What is happening
As part of Adobe’s announced end of life software support plan for Magento 1, effective June 30, 2020 Adobe will no longer provide security patches for Magento 1.
Stripe remains committed to enabling users to securely use Stripe’s products within Magento 1. To that end, we encourage you to install our official Magento 1 module, which uses Stripe.js and Elements to simplify your site’s PCI compliance. Stripe will continue to release bug fixes and security updates for the Stripe Magento 1 module to ensure this solution follows Payment Card Industry Data Security Standards (PCI DSS).
PCI-DSS standards require that you maintain the security of all your e-commerce systems and applications. After the end of life, Adobe will no longer issue security patches for Magento 1. Therefore, to remain on Magento 1, you must obtain security patches from another provider to remain in compliance. This is referred to as a “compensating control”. Compensating controls can be considered in cases when a user can’t meet an individual PCI DSS requirement as explicitly stated. In this case, failure to implement compensating controls after the Magento 1 end of life will cause your business to be out of PCI DSS compliance.

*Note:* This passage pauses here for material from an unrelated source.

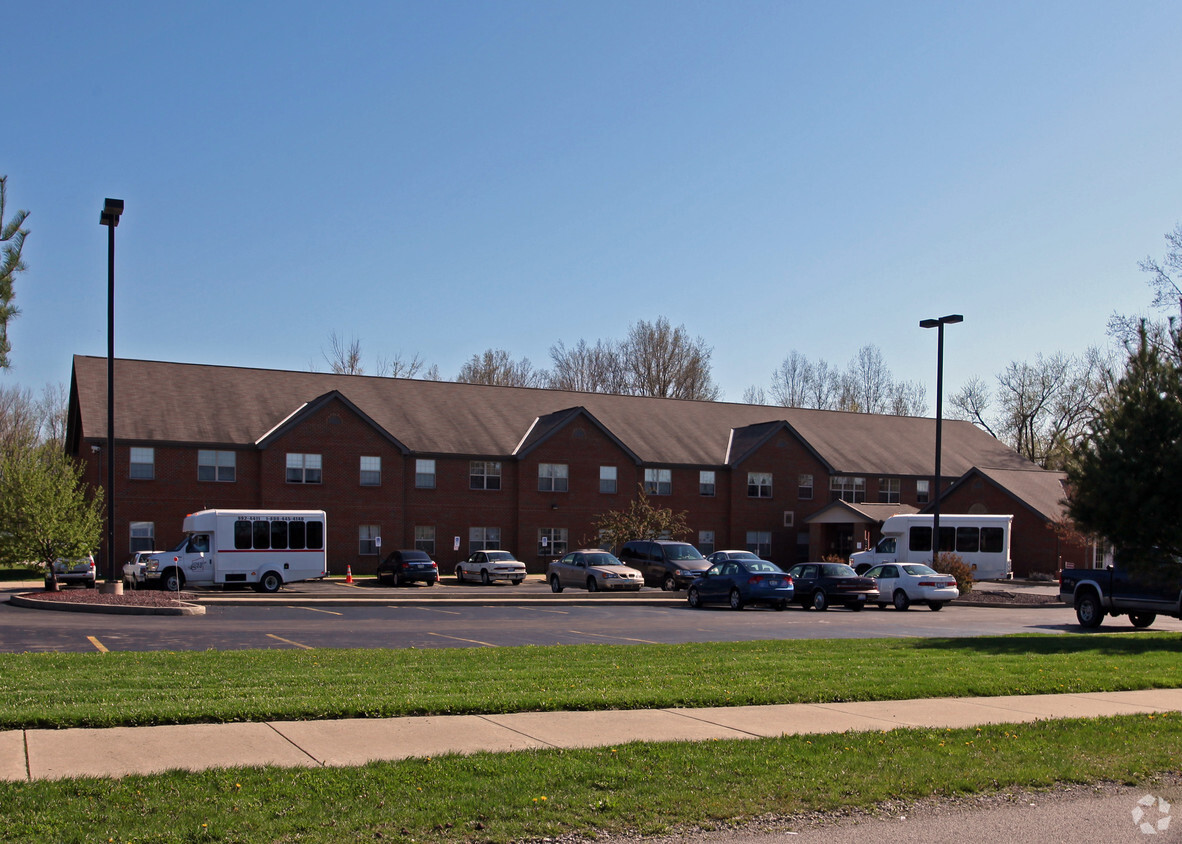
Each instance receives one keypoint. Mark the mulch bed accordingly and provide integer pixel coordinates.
(134, 598)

This raises the potential for non-compliance fines by the credit card networks, and any vulnerabilities that exist on your website could be targeted by an attacker, putting your customer data at risk.
How to remain compliant with PCI DSS on Magento 1
If you’re currently using Magento 1, you must take one of the following actions to maintain your business’s PCI DSS compliance after June 30, 2020. If you fail to take the appropriate action you can face fines from the card networks for non-compliance with PCI, and potentially significant fines if you suffer a data breach as a result of non-compliance. During your annual PCI verification, your PCI Qualified Security Assessor (QSA) must validate your Magento 1 compensating control and document the results in your Attestation of Compliance (AOC). This AOC is required to be provided to Stripe on an annual basis to demonstrate your compliance with PCI. If you don’t host your Magento 1 site with one of the secure providers listed below, you’ll be required to provide additional certification of your Magento 1 compensating controls by a PCI Qualified Security Assessor (QSA).
Use a Magento 1 managed hosting provider
The managed hosting providers listed below offer solutions that will allow you to meet your PCI obligations after the Magento 1 end of life. These providers are PCI DSS Level 1 Certified and will help you implement compensating controls that can mitigate the risks associated with the Magento 1 end of life.
The options below are a selection of the Magento 1 alternatives that may work for you.
Nexcess Magento 1 Safe Harbor is a paid service provided by hosting company Nexcess. They provide security and technology upgrades as part of their hosting subscription for an additional fee.
WebScale is associated with the Magento Association to have partners deliver patches and security fixes. Their support comes with a WAF installed as a C-Name change which supports most known CDNs and Varnish solutions. Their solution allows merchants and developers to manage IP pings and traffic requests to create heuristic blocks and see real-time traffic analytics.
Migrate to Magento 2
If you decide migrating to Magento 2 is the best option and need development support for your migration, Stripe has verified Magento Experts who can help you. These verified partners are experienced with both Stripe and Magento and you can engage their services to help replatform your system to Magento 2.
Replatform to another ecommerce provider
Stripe is supported by all major e-commerce platforms. If you’re evaluating other e-commerce platforms outside of Magento, please consult Stripe’s ecommerce partner directory to find verified, pre-built e-commerce solutions to help you accept payments in your store. We partner with many e-commerce platforms to help you create the ideal shopping experience, from website to checkout optimization, with no coding required.